Consequences for the bovine embryo of being derived from a spermatozoon subjected to oxidative stress.

Abstract

OBJECTIVE: To determine whether oxidative damage of ejaculated frozen-thawed sperm prior to oocyte insemination in vitro affects the competence of the resultant embryo to develop to the blastocyst stage. METHOD: Extended frozen semen from bulls was thawed, subjected to Percoll gradient purification to obtain motile spermatozoa and mixed with medium containing the pro-oxidants menadione or tert-butyl hydroperoxide. After 3 h at 38.5 degrees C, the sperm were washed and used to inseminate oocytes in vitro.

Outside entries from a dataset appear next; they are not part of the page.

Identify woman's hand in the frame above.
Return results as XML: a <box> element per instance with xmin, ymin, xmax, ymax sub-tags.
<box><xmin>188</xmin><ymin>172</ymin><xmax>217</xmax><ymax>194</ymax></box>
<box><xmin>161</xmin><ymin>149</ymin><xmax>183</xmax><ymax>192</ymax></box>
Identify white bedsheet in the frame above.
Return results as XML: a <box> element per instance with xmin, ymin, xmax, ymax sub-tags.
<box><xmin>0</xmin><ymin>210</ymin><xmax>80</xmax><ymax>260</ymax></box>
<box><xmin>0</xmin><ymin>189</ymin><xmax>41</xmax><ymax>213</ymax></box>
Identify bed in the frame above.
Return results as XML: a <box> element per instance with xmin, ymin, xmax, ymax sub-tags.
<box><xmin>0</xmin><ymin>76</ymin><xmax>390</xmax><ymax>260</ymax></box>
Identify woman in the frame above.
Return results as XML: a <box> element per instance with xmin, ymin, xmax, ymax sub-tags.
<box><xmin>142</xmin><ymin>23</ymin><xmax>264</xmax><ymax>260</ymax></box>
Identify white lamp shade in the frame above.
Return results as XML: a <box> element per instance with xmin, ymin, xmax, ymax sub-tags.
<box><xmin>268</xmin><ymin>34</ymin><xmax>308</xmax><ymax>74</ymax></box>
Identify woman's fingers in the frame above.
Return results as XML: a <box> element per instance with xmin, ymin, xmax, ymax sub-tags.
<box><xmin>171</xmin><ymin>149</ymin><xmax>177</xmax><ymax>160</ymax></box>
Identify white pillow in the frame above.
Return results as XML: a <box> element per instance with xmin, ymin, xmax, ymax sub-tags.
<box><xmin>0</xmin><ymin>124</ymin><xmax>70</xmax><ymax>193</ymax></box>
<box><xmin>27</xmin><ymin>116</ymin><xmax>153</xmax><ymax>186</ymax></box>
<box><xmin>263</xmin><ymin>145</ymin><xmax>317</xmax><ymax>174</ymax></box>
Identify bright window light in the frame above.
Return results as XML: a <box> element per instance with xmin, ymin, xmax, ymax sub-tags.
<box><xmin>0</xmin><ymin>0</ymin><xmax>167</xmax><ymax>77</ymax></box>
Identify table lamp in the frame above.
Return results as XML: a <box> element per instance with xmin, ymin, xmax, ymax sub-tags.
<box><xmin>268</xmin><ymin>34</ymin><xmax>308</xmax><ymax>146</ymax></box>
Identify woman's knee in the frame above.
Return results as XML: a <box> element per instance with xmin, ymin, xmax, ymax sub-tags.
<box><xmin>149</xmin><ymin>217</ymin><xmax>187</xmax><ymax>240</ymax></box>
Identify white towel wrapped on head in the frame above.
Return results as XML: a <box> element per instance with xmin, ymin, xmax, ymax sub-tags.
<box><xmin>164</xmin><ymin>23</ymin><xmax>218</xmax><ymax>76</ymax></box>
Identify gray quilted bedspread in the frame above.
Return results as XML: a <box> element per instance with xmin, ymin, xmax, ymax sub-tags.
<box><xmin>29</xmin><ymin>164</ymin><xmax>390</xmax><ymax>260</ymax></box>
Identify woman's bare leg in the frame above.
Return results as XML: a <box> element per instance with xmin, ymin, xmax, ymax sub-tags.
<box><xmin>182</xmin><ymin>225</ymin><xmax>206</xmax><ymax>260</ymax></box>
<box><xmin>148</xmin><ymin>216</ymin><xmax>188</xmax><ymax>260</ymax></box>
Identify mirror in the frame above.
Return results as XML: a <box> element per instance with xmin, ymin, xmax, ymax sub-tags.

Embryo development proceeded until 8 days after insemination. RESULTS: Treatment of sperm with 15 or 30 micromol/L menadione reduced the proportions of oocytes that cleaved and those that developed to the blastocyst stage; 30 micromol/L menadione reduced the proportion of cleaved embryos that developed to the blastocyst stage at day 8 after insemination. Oocytes inseminated with sperm treated with 150 or 300 micromol/L tert-butyl hydroperoxide had lower proportions of cleavage and blastocyst development, and the proportion of cleaved embryos becoming blastocysts was also reduced. CONCLUSION: Oxidative damage to ejaculated sperm can compromise the ability of the sperm to cause oocyte cleavage and leads to formation of embryos with reduced competence for development.